DPI stands for dots per inch (sometimes you’ll also see PPI, or pixels per inch). DPI is preceded by a number that indicates how many pixels are in one inch of your image. 72 dpi is enough for images that look good on websites; the small size of a screen will ensure that the image looks clear, and the lower resolution will mean faster loading time than a 300 dpi file will bring. 300 dpi images are recommended for print (on things like brochures and flyers – billboards and large posters should go with vectors!). 300 dpi should be used for print because printed matter shows more detail than electronic screens,and of course loading time isn’t a factor for printed things. Loading time is really important for webpages so people don’t get frustrated with your site, leave, and don’t come back. You may have noticed that an image you upload to Facebook looks less sharp than the original file; it’s because they’re lowering the resolution to keep load times short. Remember, you don’t need to upload a file that’s 3000 pixels wide and 3000 pixels tall for a Facebook profile picture!
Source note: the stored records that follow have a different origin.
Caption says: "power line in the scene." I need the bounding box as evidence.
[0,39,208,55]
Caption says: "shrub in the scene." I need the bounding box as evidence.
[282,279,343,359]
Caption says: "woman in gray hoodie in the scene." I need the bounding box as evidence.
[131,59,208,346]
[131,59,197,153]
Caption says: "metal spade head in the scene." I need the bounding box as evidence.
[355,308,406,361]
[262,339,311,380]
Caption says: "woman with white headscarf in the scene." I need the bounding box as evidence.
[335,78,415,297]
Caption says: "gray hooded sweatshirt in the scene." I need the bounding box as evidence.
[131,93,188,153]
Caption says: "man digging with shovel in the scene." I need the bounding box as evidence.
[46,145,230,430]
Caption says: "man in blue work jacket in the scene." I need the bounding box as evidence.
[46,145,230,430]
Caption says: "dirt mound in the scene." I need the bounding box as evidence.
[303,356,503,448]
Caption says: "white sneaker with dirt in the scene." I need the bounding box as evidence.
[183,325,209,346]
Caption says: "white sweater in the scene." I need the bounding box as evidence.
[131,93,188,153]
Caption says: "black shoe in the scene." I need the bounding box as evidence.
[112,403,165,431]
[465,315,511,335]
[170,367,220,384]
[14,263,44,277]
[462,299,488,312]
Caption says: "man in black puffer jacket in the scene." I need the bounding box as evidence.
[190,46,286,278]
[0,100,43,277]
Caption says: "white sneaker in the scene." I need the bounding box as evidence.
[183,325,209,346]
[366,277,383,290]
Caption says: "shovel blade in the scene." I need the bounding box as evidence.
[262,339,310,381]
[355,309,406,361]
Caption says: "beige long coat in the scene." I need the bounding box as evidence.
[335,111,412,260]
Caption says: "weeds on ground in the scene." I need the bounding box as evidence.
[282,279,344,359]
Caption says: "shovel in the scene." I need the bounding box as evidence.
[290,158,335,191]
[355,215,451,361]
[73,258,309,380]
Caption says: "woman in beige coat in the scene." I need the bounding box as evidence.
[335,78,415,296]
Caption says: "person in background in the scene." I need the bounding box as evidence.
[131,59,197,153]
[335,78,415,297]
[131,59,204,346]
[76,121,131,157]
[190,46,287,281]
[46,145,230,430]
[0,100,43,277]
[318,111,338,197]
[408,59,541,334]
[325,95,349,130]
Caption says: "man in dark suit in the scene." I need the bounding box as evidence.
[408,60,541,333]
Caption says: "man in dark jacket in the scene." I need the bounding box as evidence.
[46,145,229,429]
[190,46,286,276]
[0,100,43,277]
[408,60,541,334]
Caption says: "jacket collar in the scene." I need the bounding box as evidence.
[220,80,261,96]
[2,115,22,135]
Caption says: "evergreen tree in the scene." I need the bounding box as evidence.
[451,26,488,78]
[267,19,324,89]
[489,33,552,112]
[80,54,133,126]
And what might be the good dimensions for profile pictures?

Different social networks have different guidelines regarding image sizes. There are a lot of guides about what measurements you should use floating around on the web. We like this one from Sprout Social.

How do I find out what the measurements of my image are?

If you’re using a Mac, load the image in Preview, then click Tools, then click Show Inspector. This will tell you how many pixels wide and how many pixels tall your image is, as well as your dpi. If you’re on a PC, right-click on the image, then select Properties, and then Details.

Now you’re all set to put your best foot forward with your company’s logo in print, or digital!